El tiempo va contra Al Gore

Washington, AFP

Gore reclamó este martes un nuevo recuento manual de todos los boletines de voto en el Estado de Florida, durante un plazo de una semana a partir del miércoles 29 de noviembre.

«Una vez que tengamos este conteo completo y exacto de los votos emitidos en las urnas, sabremos quién será nuestro próximo presidente y nuestro país podrá avanzar», señaló.

La propuesta fue inmediatamente rechazada por el campo republicano. «El vicepresidente Gore propone ahora elaborar nuevas reglas (…), el sentido común no lo permite ni tampoco los derechos de los ciudadanos de Florida», afirmó en Austin (Texas), la portavoz de Bush, Karen Hugues.

Los demócratas no ignoran que el tiempo transcurrido desde los comicios del 7 de noviembre juega cada vez más en su contra, pero parecen decididos a no dar el brazo a torcer.

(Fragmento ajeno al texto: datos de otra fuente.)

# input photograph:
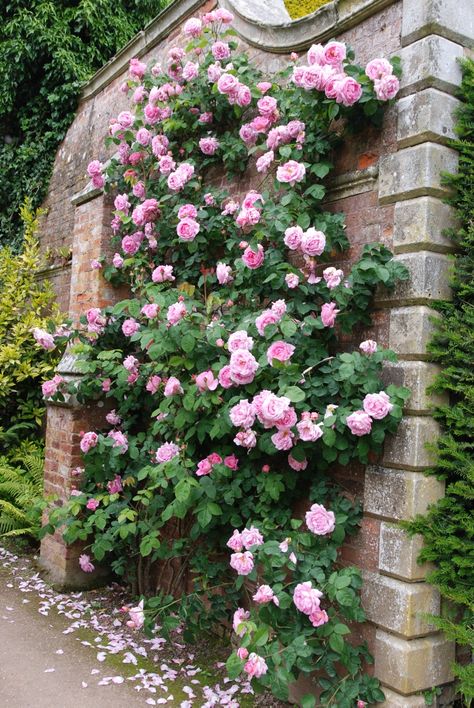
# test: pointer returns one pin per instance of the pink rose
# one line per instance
(348, 91)
(240, 340)
(333, 277)
(283, 439)
(291, 172)
(320, 521)
(239, 617)
(256, 666)
(308, 431)
(368, 347)
(329, 313)
(243, 366)
(232, 462)
(313, 242)
(265, 594)
(253, 260)
(162, 274)
(85, 563)
(150, 310)
(204, 468)
(206, 381)
(292, 280)
(187, 229)
(166, 452)
(192, 27)
(223, 274)
(377, 405)
(281, 351)
(306, 598)
(387, 87)
(88, 441)
(242, 562)
(315, 55)
(246, 439)
(130, 326)
(220, 50)
(318, 617)
(377, 68)
(293, 237)
(173, 387)
(176, 313)
(296, 465)
(334, 53)
(153, 384)
(227, 83)
(235, 542)
(264, 162)
(359, 423)
(113, 418)
(242, 414)
(251, 537)
(209, 145)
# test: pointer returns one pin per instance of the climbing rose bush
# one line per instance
(232, 403)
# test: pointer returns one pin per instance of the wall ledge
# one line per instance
(251, 23)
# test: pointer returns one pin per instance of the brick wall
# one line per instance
(387, 184)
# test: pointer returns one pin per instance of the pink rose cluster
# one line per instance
(376, 406)
(386, 84)
(228, 85)
(307, 600)
(310, 242)
(188, 228)
(325, 72)
(51, 387)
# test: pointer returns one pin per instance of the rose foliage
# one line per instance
(232, 403)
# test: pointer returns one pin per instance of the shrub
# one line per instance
(26, 304)
(21, 491)
(233, 401)
(448, 528)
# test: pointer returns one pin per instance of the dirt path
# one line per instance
(40, 667)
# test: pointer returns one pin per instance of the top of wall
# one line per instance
(264, 24)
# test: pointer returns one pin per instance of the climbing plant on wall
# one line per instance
(47, 51)
(232, 399)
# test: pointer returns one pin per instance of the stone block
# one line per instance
(411, 666)
(426, 116)
(398, 553)
(429, 275)
(410, 330)
(453, 19)
(431, 62)
(419, 225)
(415, 172)
(395, 700)
(398, 606)
(417, 376)
(408, 447)
(394, 494)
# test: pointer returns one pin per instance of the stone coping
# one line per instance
(264, 24)
(272, 31)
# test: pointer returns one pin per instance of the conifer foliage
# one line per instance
(448, 529)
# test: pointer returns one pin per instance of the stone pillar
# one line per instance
(410, 655)
(66, 420)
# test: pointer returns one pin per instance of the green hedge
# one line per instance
(47, 51)
(448, 529)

El compañero de campaña de Gore hizo esas declaraciones tras la publicación de una encuesta de CNN/USA Today/Gallup según la cual una mayoría de norteamericanos (56%) considera que Gore debe admitir su derrota frente a Bush. «Somos conscientes del factor tiempo, pero no se va a prolongar eternamente», dijo Lieberman.

Un 62% de las personas interrogadas manifestó su impaciencia, mientras que la semana pasada eran sólo un 51% en declararse hastiadas.

El Washington Post, a pesar de que había llamado a votar por Gore, toma en cuenta esa tendencia al constatar que el candidato demócrata tuvo tres semanas para imponerse ante Bush pero que resultó «incapaz» de lograrlo.

Según el diario, los tribunales de Florida, y especialmente la Corte Suprema de ese estado, deben ser «extremadamente prudentes antes de concederle el nuevo respiro que espera recibir».

El lunes, en una declaración televisada, Gore se mostró imperturbable. «Cualquiera sea el resultado, el pueblo debe tener la palabra y hay que escucharlo. Ignorar los sufragios implicaría ignorar a la propia democracia», afirmó. «Si finalmente el pueblo no me elige, que así sea. El resultado será justo y el pueblo se habrá pronunciado. En ese caso, me comprometo a unir al país», prometió el vicepresidente.

Igualmente imperturbables y seguros de su victoria, los republicanos seguían preparando ayer la transición de poder. En Washington, el compañero de lista de Bush, Dick Cheney, quedó encargado de esa tarea, sumamente delicada ya que el gobernador de Texas todavía no resultó electo oficialmente.

La guerra entre los dos bandos ante los tribunales alcanzará su paroxismo el viernes ante la Corte Suprema de Justicia de Estados Unidos.

El domingo, las autoridades electorales de Florida declararon a Bush vencedor en Florida con 537 votos de ventaja sobre Gore, atribuyéndole los 25 grandes electores del estado que teóricamente le permiten acceder a la Casa Blanca.